Description
Incremental PCA is consistently giving convergence issue with dataframe of 18000, 18000
Reproducing code example:
import numpy as np
import pandas as pd
from sklearn.decomposition import PCA, IncrementalPCA
df_data=pd.read_csv("/home/ubuntu/df_data_18000_18000_data1.csv")
df_data.set_index('Unnamed: 0', inplace=True)
df_data=df_data.astype('int8')
ipca = IncrementalPCA(n_components=3600, batch_size=3600)
data_ipca = ipca.fit_transform(df_data)
total_explained_variances_ratio = sum(list(ipca.explained_variance_ratio_))
print("Total explained variance in IPCA is {}".format(total_explained_variances_ratio))
df = pd.DataFrame(data_ipca, index=list(df_data.index))
print("Size of vector space after IncrementalPCA {}".format(df.shape))
[df_data_18000_18000_data2.csv.zip](https://github.com/numpy/numpy/files/4486707/df_data_18000_18000_data2.csv.zip)
Error message:
Trackback:
Traceback (most recent call last):
File "ipca_script.py", line 8, in
data_ipca = ipca.fit_transform(df_data)
File "/home/ubuntu/miniconda3/lib/python3.7/site-packages/sklearn/base.py", line 553, in fit_transform
return self.fit(X, **fit_params).transform(X)

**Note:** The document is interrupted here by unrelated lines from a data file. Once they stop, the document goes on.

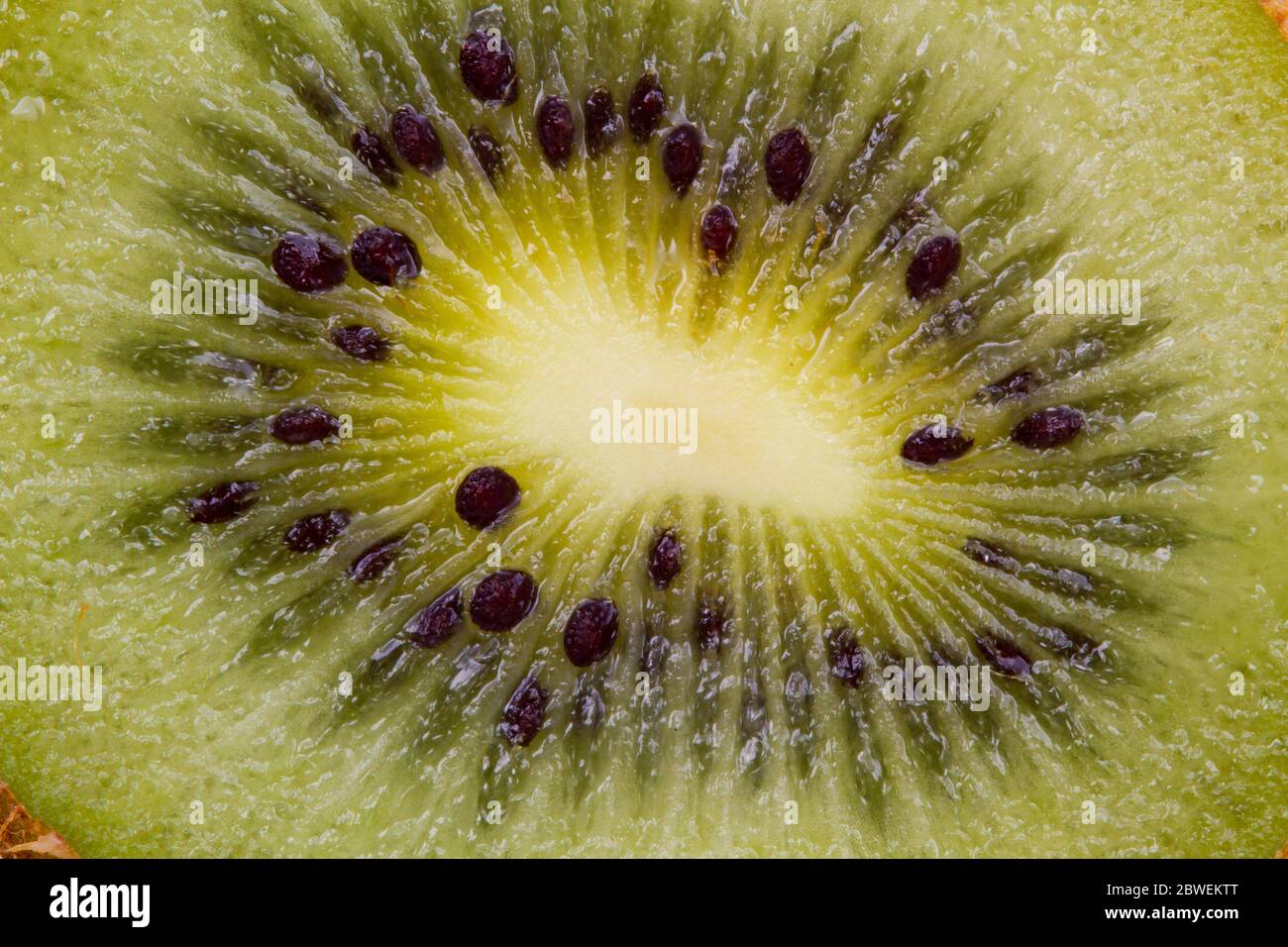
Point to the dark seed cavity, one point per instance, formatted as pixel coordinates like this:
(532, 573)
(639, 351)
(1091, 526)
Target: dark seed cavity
(382, 256)
(555, 131)
(374, 561)
(309, 264)
(603, 123)
(1004, 656)
(1073, 581)
(719, 231)
(361, 342)
(682, 157)
(487, 151)
(1052, 427)
(222, 502)
(787, 163)
(485, 496)
(487, 67)
(317, 531)
(437, 621)
(303, 425)
(374, 155)
(502, 600)
(665, 560)
(711, 625)
(1014, 385)
(932, 264)
(590, 631)
(935, 442)
(846, 659)
(415, 138)
(524, 712)
(645, 107)
(992, 556)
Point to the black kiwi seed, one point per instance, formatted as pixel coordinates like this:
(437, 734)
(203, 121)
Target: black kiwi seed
(603, 123)
(317, 531)
(301, 425)
(1012, 386)
(487, 151)
(487, 67)
(1004, 656)
(309, 264)
(682, 157)
(846, 659)
(361, 342)
(711, 620)
(374, 155)
(374, 561)
(934, 262)
(590, 631)
(382, 256)
(437, 621)
(555, 131)
(222, 502)
(415, 138)
(719, 231)
(645, 107)
(485, 495)
(665, 558)
(524, 712)
(993, 557)
(935, 442)
(502, 599)
(1051, 427)
(787, 163)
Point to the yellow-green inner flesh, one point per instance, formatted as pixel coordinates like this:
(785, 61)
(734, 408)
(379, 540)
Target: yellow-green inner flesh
(241, 711)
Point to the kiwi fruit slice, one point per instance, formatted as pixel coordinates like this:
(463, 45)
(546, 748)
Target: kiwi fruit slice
(548, 428)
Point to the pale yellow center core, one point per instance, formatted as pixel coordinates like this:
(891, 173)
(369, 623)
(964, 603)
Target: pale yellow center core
(643, 418)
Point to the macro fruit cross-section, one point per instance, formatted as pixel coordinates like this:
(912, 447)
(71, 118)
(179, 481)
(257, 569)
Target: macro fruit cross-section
(570, 428)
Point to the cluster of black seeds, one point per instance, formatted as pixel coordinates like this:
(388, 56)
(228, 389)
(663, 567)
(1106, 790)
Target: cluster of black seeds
(487, 495)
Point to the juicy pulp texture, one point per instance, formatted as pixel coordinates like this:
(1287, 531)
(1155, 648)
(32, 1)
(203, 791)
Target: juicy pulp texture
(316, 699)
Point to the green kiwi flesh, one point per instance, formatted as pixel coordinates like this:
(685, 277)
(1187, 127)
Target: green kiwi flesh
(902, 458)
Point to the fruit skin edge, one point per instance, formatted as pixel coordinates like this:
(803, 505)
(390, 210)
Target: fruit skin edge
(22, 835)
(1278, 11)
(17, 825)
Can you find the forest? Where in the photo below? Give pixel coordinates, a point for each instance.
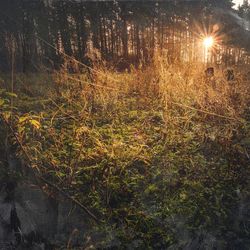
(124, 124)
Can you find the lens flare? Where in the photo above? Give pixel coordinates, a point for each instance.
(208, 42)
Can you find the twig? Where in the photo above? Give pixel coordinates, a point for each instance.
(43, 179)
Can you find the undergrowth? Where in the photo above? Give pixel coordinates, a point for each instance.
(160, 155)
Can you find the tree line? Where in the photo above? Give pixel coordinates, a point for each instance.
(42, 32)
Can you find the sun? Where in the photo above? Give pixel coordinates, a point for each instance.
(208, 42)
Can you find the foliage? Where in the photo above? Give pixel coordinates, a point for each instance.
(153, 153)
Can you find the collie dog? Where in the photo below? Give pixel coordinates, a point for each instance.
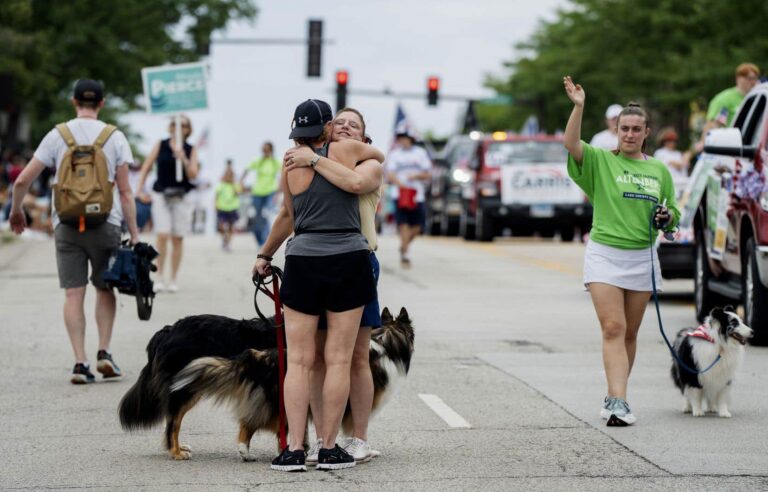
(723, 333)
(236, 362)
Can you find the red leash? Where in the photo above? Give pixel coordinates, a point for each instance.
(280, 327)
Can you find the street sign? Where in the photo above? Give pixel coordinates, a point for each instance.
(175, 88)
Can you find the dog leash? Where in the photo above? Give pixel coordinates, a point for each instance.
(261, 286)
(658, 311)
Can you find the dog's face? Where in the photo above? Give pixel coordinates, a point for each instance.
(729, 325)
(396, 336)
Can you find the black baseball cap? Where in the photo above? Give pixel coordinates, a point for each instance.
(89, 90)
(309, 118)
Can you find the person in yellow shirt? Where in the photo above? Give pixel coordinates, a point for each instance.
(227, 205)
(267, 169)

File "/home/ubuntu/miniconda3/lib/python3.7/site-packages/sklearn/decomposition/incremental_pca.py", line 201, in fit
self.partial_fit(X[batch], check_input=False)
File "/home/ubuntu/miniconda3/lib/python3.7/site-packages/sklearn/decomposition/incremental_pca.py", line 279, in partial_fit
U, S, V = linalg.svd(X, full_matrices=False)
File "/home/ubuntu/miniconda3/lib/python3.7/site-packages/scipy/linalg/decomp_svd.py", line 132, in svd
Numpy/Python version information:
1.17.4 3.7.4 (default, Aug 13 2019, 20:35:49)
[GCC 7.3.0]
print(sklearn.version)
0.21.2